This NAS is useful for me in many ways. The first and most important one is that it holds all my backups. For it to last with more and more files each year, I filled it with four hard drives with a capacity of 3TB each. To protect the data even more, I use the recommended Synology Hybrid RAID (SHR) that is quite equivalent to RAID 5. It uses one hard drive where it's not possible to store anything to guarantee a one-drive fault tolerance. I access it via SFTP when I'm working on Linux, and via SMB when I'm working on Windows.
One of the main use I have for this NAS is that it is my log server. For every Linux machine I have, as well as my firewall, every log is retrieved via rsyslog to the log center. I used to have a Raspberry Pi with loganalyzer for that but I had to change due to security concerns regarding this tool.
As you can see, we have a graph corresponding to the number of log entries sent to the NAS, as well as the last 50 logs displayed for every machine (I blurred for security purposes).
There is also a menu that lets me look at everylog and filter them by machine.
After selecting a sepcific machine, we can also slected the type of logs we want to display. This helps when you have a lot of them and want to easily apply a filter.
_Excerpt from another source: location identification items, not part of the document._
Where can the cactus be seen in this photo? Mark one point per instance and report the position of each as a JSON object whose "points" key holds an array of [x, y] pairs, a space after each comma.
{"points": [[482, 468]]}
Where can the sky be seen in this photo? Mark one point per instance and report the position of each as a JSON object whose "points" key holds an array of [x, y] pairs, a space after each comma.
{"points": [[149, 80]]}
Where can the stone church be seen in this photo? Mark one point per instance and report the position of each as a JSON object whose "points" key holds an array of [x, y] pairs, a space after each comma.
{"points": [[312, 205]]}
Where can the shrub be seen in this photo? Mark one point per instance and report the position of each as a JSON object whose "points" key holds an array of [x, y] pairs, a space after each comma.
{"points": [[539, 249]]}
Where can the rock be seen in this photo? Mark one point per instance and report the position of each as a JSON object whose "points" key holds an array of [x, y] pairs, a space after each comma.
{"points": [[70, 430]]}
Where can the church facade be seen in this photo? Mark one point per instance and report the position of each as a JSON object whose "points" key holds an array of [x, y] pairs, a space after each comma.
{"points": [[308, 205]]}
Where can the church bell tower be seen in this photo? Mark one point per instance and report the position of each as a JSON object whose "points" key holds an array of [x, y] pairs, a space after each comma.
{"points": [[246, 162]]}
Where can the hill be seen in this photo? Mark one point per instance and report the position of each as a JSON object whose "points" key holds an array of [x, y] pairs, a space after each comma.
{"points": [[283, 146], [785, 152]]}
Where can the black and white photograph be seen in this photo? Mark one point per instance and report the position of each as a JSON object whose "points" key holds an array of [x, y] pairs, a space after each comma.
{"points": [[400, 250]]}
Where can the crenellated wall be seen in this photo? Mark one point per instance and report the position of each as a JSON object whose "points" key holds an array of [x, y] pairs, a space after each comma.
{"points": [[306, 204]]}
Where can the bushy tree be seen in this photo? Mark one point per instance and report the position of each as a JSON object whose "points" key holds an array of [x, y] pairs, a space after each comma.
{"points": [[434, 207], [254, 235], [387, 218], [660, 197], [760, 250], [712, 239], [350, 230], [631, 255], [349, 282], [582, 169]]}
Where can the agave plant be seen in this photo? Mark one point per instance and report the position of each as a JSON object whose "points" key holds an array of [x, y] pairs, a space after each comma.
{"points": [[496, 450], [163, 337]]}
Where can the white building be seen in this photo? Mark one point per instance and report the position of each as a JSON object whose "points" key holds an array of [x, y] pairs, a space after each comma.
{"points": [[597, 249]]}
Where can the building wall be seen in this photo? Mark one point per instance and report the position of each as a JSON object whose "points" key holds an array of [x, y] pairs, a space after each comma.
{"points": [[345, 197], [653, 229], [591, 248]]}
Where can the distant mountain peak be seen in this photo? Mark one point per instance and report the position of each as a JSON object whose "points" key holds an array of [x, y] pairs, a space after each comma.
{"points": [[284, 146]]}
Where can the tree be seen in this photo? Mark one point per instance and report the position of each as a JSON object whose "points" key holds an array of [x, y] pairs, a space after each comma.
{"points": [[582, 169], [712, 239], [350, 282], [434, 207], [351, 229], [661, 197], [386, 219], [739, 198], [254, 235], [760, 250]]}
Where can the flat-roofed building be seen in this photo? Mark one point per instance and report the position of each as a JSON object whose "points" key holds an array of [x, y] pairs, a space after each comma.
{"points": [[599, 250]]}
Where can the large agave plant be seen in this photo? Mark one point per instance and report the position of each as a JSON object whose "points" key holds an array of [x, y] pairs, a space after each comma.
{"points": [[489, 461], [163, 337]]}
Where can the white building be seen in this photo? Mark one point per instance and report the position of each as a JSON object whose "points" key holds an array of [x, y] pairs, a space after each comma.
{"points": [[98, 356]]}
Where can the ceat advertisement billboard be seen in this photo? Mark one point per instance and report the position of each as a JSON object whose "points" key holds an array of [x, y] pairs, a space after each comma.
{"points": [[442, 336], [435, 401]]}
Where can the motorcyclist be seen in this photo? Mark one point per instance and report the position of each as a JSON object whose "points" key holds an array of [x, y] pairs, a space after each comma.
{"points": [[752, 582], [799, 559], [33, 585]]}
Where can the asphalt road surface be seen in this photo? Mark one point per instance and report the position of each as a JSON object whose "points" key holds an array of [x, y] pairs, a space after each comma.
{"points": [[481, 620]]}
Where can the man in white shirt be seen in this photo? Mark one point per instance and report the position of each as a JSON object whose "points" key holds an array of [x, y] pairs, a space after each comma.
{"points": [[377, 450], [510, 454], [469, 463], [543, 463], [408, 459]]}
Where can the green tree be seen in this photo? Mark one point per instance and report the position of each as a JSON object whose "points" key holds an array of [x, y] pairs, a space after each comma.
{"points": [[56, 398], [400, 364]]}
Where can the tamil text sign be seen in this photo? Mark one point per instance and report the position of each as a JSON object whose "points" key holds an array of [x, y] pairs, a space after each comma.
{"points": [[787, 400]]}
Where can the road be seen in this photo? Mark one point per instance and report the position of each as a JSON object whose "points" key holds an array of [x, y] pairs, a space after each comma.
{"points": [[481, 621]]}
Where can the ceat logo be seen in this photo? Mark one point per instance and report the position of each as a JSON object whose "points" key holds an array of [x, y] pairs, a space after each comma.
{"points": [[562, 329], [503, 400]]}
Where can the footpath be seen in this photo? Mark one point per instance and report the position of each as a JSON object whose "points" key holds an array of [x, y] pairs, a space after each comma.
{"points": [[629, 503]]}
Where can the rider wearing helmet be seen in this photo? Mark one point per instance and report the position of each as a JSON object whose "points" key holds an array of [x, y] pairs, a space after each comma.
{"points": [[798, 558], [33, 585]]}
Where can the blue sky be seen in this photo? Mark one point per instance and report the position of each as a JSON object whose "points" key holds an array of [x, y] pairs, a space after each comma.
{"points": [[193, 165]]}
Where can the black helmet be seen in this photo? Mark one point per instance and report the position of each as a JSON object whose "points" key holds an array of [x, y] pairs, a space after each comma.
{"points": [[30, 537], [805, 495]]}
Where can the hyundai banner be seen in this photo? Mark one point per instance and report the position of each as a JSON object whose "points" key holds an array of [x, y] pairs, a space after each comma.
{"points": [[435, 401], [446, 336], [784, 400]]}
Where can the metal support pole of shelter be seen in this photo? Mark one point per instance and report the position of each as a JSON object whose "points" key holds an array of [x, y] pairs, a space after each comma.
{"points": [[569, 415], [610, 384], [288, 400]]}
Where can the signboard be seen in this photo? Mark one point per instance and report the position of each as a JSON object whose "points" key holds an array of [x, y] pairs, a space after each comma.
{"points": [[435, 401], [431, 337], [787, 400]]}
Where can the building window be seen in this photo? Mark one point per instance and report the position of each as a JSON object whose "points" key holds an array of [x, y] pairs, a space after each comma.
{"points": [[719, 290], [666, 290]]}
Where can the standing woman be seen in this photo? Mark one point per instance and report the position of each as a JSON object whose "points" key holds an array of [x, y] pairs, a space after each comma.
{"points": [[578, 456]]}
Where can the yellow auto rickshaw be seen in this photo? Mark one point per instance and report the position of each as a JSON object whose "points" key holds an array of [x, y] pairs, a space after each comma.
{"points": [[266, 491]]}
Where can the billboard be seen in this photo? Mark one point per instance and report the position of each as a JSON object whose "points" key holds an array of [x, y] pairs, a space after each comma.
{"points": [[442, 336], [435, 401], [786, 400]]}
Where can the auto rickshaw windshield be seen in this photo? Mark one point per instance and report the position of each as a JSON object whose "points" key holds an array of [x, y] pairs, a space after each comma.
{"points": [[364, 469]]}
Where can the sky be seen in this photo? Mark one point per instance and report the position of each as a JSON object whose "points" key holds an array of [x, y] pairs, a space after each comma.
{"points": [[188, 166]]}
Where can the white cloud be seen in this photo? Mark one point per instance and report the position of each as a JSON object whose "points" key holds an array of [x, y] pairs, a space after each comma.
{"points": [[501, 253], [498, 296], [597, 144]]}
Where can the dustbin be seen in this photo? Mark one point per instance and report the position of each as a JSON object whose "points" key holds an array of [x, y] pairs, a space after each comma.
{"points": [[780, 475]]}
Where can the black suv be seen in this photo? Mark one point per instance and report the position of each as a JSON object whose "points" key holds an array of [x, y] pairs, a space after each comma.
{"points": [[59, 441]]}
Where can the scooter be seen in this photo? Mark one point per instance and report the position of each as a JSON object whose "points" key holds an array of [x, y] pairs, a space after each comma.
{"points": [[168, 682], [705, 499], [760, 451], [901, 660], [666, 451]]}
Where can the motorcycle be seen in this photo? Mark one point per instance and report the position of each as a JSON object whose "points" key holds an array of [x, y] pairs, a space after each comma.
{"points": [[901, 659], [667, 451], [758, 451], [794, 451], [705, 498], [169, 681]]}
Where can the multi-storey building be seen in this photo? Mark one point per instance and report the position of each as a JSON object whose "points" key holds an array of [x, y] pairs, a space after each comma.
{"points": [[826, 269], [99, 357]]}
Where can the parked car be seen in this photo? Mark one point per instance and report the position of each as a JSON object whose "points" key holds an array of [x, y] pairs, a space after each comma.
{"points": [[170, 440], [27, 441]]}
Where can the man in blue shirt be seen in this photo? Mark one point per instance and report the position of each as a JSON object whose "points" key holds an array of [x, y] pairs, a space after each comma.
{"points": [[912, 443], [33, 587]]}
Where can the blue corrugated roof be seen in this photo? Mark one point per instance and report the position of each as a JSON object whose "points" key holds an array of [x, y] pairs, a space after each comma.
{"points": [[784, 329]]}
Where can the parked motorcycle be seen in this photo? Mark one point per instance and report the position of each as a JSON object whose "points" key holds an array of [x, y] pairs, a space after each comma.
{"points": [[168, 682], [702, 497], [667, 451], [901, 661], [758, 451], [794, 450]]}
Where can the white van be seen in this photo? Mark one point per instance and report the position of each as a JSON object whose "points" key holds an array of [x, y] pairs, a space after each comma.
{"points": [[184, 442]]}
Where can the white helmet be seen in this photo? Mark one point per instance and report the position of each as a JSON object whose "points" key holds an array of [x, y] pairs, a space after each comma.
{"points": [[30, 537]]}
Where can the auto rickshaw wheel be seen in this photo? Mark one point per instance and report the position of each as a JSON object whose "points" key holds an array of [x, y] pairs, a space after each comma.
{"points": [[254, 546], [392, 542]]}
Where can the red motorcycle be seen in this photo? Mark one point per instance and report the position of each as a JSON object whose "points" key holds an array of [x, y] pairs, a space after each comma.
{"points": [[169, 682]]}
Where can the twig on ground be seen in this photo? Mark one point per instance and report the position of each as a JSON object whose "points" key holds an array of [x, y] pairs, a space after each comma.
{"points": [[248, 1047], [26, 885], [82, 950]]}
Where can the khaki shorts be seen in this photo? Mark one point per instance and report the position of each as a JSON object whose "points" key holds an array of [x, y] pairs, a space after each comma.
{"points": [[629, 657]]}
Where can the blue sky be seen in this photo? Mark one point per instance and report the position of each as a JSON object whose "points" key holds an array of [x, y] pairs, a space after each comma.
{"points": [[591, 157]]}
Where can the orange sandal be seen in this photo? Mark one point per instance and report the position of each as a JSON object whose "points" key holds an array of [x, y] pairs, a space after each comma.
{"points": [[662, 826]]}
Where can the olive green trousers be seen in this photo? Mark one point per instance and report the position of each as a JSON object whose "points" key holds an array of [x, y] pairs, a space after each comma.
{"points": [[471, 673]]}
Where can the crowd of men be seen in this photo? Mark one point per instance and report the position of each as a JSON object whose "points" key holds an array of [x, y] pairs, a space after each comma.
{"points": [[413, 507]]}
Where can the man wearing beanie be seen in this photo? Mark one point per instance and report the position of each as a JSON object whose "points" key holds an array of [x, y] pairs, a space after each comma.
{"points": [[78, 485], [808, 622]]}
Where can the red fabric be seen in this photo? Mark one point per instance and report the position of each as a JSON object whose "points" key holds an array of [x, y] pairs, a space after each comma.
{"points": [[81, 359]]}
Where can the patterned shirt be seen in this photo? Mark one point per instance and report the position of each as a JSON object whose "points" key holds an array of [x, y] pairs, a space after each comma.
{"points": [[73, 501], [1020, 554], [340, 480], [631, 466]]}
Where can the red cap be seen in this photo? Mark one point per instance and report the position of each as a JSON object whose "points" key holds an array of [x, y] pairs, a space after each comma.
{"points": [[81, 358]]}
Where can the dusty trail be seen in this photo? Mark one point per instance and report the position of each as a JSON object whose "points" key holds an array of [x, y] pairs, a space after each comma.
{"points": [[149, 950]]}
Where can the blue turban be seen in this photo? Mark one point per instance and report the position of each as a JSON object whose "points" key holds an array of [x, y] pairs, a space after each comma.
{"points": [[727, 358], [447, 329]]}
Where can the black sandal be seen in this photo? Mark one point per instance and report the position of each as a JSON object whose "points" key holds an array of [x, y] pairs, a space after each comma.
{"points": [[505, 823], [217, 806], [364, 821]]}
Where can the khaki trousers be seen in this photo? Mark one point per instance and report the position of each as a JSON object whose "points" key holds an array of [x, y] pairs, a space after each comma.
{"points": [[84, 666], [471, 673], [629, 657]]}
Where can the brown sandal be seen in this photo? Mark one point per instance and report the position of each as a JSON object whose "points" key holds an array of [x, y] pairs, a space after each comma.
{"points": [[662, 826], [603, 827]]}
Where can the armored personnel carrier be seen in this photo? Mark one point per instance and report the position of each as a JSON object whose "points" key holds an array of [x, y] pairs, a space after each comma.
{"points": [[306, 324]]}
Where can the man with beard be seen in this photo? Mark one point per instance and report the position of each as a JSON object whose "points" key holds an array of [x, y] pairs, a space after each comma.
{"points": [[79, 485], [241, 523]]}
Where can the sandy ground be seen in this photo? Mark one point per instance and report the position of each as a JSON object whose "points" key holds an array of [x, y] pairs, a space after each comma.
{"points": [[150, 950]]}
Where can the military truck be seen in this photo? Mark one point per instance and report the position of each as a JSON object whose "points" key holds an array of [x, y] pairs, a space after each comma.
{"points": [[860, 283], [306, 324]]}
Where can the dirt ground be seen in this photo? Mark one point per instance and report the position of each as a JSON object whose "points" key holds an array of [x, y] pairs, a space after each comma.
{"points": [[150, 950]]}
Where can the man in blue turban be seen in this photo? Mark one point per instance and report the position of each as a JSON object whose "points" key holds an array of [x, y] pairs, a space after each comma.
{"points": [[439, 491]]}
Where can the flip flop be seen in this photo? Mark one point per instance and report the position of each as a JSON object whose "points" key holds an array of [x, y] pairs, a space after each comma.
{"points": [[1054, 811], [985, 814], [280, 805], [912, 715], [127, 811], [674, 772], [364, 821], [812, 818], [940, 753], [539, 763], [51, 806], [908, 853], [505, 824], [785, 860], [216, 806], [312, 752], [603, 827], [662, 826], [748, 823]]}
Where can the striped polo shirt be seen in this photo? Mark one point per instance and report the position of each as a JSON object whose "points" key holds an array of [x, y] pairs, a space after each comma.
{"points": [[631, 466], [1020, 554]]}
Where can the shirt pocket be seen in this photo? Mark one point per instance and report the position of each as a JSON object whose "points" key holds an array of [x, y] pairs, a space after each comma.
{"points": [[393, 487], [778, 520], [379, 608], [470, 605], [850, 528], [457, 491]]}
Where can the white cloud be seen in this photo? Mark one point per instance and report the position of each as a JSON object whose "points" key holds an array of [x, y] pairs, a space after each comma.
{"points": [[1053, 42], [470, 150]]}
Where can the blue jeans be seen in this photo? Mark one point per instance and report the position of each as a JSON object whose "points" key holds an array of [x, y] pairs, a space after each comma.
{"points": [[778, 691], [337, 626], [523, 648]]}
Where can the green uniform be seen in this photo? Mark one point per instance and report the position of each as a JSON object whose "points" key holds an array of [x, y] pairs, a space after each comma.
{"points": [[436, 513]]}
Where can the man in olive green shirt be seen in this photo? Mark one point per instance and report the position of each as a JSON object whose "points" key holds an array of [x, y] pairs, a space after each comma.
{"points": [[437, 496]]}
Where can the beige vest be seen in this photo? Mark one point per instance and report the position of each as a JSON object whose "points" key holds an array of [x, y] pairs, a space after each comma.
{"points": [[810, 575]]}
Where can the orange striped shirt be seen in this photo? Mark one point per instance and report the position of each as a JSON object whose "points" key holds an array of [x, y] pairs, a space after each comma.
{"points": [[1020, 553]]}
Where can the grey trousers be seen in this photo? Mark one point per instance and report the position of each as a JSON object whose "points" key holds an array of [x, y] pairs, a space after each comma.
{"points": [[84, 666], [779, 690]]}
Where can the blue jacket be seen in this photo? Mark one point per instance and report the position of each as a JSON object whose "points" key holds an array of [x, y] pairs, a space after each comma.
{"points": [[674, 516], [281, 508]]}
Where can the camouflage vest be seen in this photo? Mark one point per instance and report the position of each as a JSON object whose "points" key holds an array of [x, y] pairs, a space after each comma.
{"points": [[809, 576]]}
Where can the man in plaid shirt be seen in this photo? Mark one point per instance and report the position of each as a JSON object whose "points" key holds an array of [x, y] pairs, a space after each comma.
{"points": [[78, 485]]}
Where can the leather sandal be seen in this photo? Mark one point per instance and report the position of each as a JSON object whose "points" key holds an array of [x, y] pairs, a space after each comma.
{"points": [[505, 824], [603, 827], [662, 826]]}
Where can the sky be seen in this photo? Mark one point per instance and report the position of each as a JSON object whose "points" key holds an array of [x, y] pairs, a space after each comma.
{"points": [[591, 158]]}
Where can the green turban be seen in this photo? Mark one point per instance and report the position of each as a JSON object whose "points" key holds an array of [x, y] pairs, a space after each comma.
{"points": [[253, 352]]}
I also use it as a media server. With the DLNA/UPNP protocol every machine connected to the network and compatible with these protocols can play media from the NAS directly, as long as the files are indexed by the NAS and the media server is configured properly. This is very useful as there is no authentication involved.
Here I just have to select it and I can browse and play the indexed media from my NAS.
I also have an Android TV device where I installed KODI to play media with more functionality than what my TV offers.
After configuring KODI properly, I can play media from my NAS.
This NAS is also a PXE server. I work with many machines, and always making bootable USB drives for small utilities like GParted, Clonezilla, and other ones that I often use, is not worth the time and effort it takes, compared to boot on the network card. PXE is a bit complicated to configure though, there are special files to have for network boot, which are specific to each operating system and utilities, and the parameters put in the default configuration files also vary.
This project is not yet terminated. I would like to have some Linux and Windows operating systems to boot in addition of the tools. Right now, not everything boots, but the menus are created and working.